DHS and NASA Search for Innovation
The U.S. Department of Homeland Security (DHS) announced today a partnership with the NASA Center of Excellence for Collaborative Innovation (CoECI) to develop new technology solutions through publicly crowdsourced prize competitions.
Crowdsourcing and incentive prizes across industry have led to the successful creation of advanced technologies, such as autonomous vehicles and improved data analytics. The DHS Science and Technology (S&T) Directorate is expanding its efforts to solicit innovations like these through its partnership with NASA, according to an S&T statement.
“We are a research and development organization, and constantly need innovative ideas for the solutions to our ever-changing challenges. We’re creating opportunities for everyone from companies to college students to bring their passion to bear in service of national security,” said Reginald Brothers, DHS undersecretary for science and technology.
The DHS S&T prize program is designed to inspire the use of groundbreaking approaches and solutions to homeland security research and development by challenging entrepreneurs, innovators, students and others in the private sector to submit solutions in response to well-formed problem statements.
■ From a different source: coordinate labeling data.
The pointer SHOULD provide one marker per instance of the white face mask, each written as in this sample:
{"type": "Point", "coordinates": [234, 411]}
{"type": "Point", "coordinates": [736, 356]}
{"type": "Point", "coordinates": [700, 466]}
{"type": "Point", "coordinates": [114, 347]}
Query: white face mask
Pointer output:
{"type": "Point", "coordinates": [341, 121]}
The program also provides an avenue for the DHS to reach non-traditional performers, those who do not normally participate in government contracts and announcements.
NASA formed CoECI in 2011 to mature the crowdsourcing strategy and also to assist other federal agencies in using crowdsourced challenges to solve tough, mission-critical problems at the request of the White House Office of Science and Technology Policy. The DHS S&T’s partnership with NASA’s CoECI will provide access to end-to-end solutions on all aspects of implementing challenge-based prize competitions from problem definition to challenge design and administration.